The COVID-19 pandemic and its economic side effects act to the detriment of entrepreneurs in various ways. Most notably, business partners often delay their payments due to financial problems of their own, resulting in further payment backlogs.
As we discussed in one of our earlier articles, one of the options available under Polish law is restructuring of a company. It is governed by the Restructuring Act of 15 May 2015 (Polish: prawo restrukturyzacyjne, Dz. U. 2020, poz 814).
The restructuring is a major intervention in assets and liabilities laid out in balance sheets of a company. Additionally, this procedure results in major alterations in organisational structure of the company. Its main goal is to make the company more profitable, for example by reduction of costs, discontinuation of unprofitable products or services, or by overall improvement of competitiveness, resulting from a review of management policies of the company in question.
Purely technical improvements, such as modernisation of production by introduction of more efficient equipment, may also be a part of restructuring. Such improvements allow the company to improve quality of products, while reducing costs of manufacturing, such as costs related to energy and materials. More modern equipment itself should also prove cheaper to maintain.
Cost reductions can apply to all levels of the company, from production to management. Costs are crucial in assessment of company’s profitability, thereby directly influencing the process of restructuring. Structure of costs determines, which areas of the company will be included in the process.
Lastly, restructuring touches upon management policies within the company and people who implement these policies. Change of industry, expansion into new markets, or even the slightest changes in management may lead to substantial profit.
Restructuring in general is a process of major changes, which are obviously difficult to overcome for many entrepreneurs, regardless of their future advantages. In order to answer these needs, various funds are offering dedicated products for large, industrial companies undergoing restructuring.

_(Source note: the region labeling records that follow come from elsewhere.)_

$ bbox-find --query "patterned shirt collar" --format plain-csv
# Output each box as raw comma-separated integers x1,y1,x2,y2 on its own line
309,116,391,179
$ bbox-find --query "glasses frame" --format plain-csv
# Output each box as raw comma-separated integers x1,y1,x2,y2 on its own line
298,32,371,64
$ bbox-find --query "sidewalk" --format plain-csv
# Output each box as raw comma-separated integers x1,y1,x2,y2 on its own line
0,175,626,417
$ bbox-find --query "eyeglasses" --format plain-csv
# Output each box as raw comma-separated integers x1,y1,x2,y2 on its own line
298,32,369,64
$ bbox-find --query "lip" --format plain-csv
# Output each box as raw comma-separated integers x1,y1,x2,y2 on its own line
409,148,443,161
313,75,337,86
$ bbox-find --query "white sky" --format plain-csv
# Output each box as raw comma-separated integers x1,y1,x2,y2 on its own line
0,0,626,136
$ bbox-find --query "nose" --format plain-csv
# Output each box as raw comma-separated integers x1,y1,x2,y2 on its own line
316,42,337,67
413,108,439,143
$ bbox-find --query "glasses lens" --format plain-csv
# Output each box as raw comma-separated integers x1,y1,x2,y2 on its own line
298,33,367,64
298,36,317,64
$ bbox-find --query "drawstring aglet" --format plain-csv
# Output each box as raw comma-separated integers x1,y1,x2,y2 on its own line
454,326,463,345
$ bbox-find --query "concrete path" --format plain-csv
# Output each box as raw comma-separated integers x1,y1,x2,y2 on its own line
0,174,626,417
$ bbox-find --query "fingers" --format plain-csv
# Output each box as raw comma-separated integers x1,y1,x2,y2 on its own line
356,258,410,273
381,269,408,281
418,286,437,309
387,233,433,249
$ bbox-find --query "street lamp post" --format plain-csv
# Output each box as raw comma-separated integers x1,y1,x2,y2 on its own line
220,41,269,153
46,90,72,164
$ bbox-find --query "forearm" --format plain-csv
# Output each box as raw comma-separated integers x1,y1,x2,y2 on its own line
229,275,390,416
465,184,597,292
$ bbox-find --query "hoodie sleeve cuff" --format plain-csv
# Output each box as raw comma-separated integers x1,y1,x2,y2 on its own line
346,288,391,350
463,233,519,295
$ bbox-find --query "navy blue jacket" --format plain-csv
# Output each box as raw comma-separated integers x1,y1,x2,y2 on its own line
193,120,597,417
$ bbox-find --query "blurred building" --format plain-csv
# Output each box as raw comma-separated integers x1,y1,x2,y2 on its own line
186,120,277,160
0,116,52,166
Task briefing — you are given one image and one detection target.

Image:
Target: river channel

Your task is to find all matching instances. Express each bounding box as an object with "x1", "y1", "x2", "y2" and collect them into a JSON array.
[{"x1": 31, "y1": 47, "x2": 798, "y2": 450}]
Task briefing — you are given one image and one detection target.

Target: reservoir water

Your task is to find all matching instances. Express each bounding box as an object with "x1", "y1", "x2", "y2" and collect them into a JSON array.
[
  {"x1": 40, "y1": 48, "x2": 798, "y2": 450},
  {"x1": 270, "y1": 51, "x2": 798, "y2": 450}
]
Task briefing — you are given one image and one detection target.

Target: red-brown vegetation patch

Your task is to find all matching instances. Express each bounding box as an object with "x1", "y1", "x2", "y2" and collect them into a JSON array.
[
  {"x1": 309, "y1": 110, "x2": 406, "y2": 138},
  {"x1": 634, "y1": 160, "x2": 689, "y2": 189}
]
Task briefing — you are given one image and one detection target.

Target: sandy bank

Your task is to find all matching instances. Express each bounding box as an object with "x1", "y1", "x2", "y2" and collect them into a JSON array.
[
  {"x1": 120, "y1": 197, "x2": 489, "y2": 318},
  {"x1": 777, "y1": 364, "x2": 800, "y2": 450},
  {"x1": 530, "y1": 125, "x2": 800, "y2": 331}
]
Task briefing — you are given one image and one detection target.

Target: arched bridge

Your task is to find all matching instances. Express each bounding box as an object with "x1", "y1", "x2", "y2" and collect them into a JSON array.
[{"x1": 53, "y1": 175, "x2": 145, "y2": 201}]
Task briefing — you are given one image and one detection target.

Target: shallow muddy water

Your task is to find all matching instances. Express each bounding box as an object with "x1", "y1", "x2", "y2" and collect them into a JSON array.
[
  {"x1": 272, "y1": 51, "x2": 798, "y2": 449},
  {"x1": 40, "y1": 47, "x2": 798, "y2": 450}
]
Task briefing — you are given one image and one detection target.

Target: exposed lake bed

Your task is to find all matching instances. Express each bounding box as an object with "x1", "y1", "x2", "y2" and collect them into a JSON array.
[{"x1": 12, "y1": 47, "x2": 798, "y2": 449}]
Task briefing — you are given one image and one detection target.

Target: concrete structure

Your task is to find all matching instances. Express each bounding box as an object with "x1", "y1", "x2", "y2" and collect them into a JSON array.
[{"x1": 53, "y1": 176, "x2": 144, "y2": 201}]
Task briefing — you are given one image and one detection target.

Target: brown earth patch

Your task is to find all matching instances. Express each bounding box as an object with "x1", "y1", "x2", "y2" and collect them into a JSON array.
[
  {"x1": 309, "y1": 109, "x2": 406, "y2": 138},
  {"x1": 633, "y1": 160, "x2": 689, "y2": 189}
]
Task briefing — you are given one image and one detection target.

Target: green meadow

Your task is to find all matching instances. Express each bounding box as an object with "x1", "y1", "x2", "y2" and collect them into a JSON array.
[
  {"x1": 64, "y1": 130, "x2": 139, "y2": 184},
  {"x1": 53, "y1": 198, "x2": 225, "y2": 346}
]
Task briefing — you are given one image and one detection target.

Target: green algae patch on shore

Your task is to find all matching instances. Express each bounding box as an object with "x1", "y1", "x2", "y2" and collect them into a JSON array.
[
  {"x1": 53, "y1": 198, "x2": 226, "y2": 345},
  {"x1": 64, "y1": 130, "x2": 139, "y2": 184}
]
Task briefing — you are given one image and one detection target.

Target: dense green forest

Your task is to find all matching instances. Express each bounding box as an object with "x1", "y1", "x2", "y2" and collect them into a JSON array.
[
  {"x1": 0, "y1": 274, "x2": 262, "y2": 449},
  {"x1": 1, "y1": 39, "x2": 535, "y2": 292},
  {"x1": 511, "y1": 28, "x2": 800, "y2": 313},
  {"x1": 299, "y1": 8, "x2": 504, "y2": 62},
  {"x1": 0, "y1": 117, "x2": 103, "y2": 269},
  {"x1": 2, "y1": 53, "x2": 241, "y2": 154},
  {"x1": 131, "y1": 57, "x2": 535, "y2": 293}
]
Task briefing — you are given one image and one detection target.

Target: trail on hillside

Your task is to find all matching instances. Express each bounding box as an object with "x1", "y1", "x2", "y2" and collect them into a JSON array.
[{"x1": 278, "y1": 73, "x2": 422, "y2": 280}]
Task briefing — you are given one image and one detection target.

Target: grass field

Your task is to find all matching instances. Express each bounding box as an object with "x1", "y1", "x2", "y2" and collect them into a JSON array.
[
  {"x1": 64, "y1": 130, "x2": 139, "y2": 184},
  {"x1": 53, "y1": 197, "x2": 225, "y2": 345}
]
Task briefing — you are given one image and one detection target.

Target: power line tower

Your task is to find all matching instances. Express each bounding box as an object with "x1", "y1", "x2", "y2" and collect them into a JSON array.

Funding can support restructuring in its entirety and can be used either as an additional capital or as an incentive for a new financing model. All processes mentioned earlier, combined with the funding may transform a company into an efficient and profitable entity, able to generate profits and pay its debts on its own.
We can offer two variants of funding:
- Restructuring of debt
- Possibility to readjust sum and terms of payments in accordance with current business activities,
- Reduction of financial costs by elimination of short-term (i.e. expensive) financing methods,
- Improvement of financial stability, acquisition of additional funds and ability to continue standard business activity without major financial obstacles, which would otherwise result from lack of readily available bank funding,
- Partial payment of debts, which allows to achieve greater financial security (eg. restructuring of security)
- Financing of restructuring plan
- Goals identical as in the first variant,
- Financing of operational restructuring, i.e. without major amendments to structure and location of business activities.
History and evolution of financial instrument demonstrate that numerous solutions created for large companies are subsequently offered to small and medium enterprises. We can therefore expect that funding schemes will allow restructuring on a wider scale, and that in turn will limit number of companies forced to shut down and file for bankruptcy. Restructuring is the best way for many entities for a fresh start and a more optimistic perspective.